Classifier models and architectures for EEG-based neonatal seizure detection

Abstract

Neonatal seizures are the most common neurological emergency in the neonatal period and are associated with a poor long-term outcome. Early detection and treatment may improve prognosis. This paper aims to develop an optimal set of parameters and a comprehensive scheme for patient-independent multi-channel EEG-based neonatal seizure detection. We employed a dataset containing 411 neonatal seizures. The dataset consists of multi-channel EEG recordings with a mean duration of 14.8 h from 17 neonatal patients. Early-integration and late-integration classifier architectures were considered for the combination of information across EEG channels. Three classifier models based on linear discriminants, quadratic discriminants and regularized discriminants were employed. Furthermore, the effect of electrode montage was considered. The best performing seizure detection system was found to be an early integration configuration employing a regularized discriminant classifier model. A referential EEG montage was found to outperform the more standard bipolar electrode montage for automated neonatal seizure detection.

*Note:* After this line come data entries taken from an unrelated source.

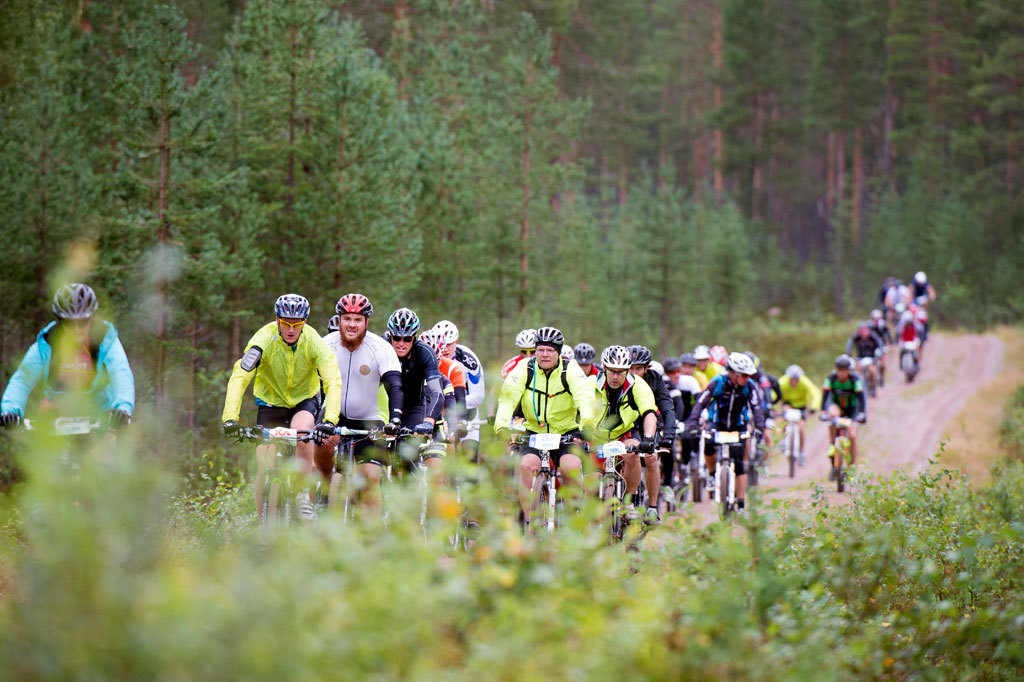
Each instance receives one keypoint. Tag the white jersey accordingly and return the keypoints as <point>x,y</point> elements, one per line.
<point>474,376</point>
<point>360,373</point>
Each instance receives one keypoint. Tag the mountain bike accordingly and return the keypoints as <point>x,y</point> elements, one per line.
<point>791,437</point>
<point>344,467</point>
<point>281,476</point>
<point>725,469</point>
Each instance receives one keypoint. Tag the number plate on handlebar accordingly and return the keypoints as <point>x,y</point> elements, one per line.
<point>546,440</point>
<point>72,425</point>
<point>613,449</point>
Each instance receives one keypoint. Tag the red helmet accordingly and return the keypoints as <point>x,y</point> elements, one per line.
<point>356,303</point>
<point>719,354</point>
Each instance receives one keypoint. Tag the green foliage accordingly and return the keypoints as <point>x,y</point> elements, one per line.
<point>918,577</point>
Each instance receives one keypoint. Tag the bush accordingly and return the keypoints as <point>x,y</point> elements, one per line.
<point>918,577</point>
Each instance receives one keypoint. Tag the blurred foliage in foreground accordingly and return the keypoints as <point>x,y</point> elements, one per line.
<point>107,573</point>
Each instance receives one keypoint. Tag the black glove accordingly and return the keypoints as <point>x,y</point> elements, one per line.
<point>118,418</point>
<point>232,428</point>
<point>392,427</point>
<point>323,431</point>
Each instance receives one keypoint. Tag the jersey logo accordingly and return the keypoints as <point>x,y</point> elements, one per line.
<point>252,357</point>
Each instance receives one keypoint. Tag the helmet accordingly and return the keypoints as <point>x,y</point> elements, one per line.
<point>584,353</point>
<point>403,323</point>
<point>434,341</point>
<point>356,303</point>
<point>616,357</point>
<point>640,354</point>
<point>292,306</point>
<point>719,354</point>
<point>75,301</point>
<point>550,336</point>
<point>526,339</point>
<point>740,364</point>
<point>449,331</point>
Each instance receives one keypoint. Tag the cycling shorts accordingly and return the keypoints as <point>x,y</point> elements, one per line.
<point>272,416</point>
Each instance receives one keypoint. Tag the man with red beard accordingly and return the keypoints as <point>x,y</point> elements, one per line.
<point>366,360</point>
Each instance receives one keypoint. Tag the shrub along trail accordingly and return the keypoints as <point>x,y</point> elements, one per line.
<point>905,422</point>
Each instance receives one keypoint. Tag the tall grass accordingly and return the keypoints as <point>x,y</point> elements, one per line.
<point>110,573</point>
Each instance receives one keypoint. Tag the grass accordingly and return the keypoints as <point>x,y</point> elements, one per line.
<point>974,434</point>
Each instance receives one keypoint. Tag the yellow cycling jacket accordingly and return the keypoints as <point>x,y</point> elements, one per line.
<point>549,400</point>
<point>285,375</point>
<point>635,401</point>
<point>806,394</point>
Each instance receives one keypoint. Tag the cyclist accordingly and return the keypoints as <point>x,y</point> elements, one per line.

A cross-fold validation estimate of the classifier performance for the best performing system yielded 81.03% of seizures correctly detected with a false detection rate of 3.82%. With post-processing, the false detection rate was reduced to 1.30% with 59.49% of seizures correctly detected. These results represent a comprehensive illustration that robust reliable patient-independent neonatal seizure detection is possible using multi-channel EEG.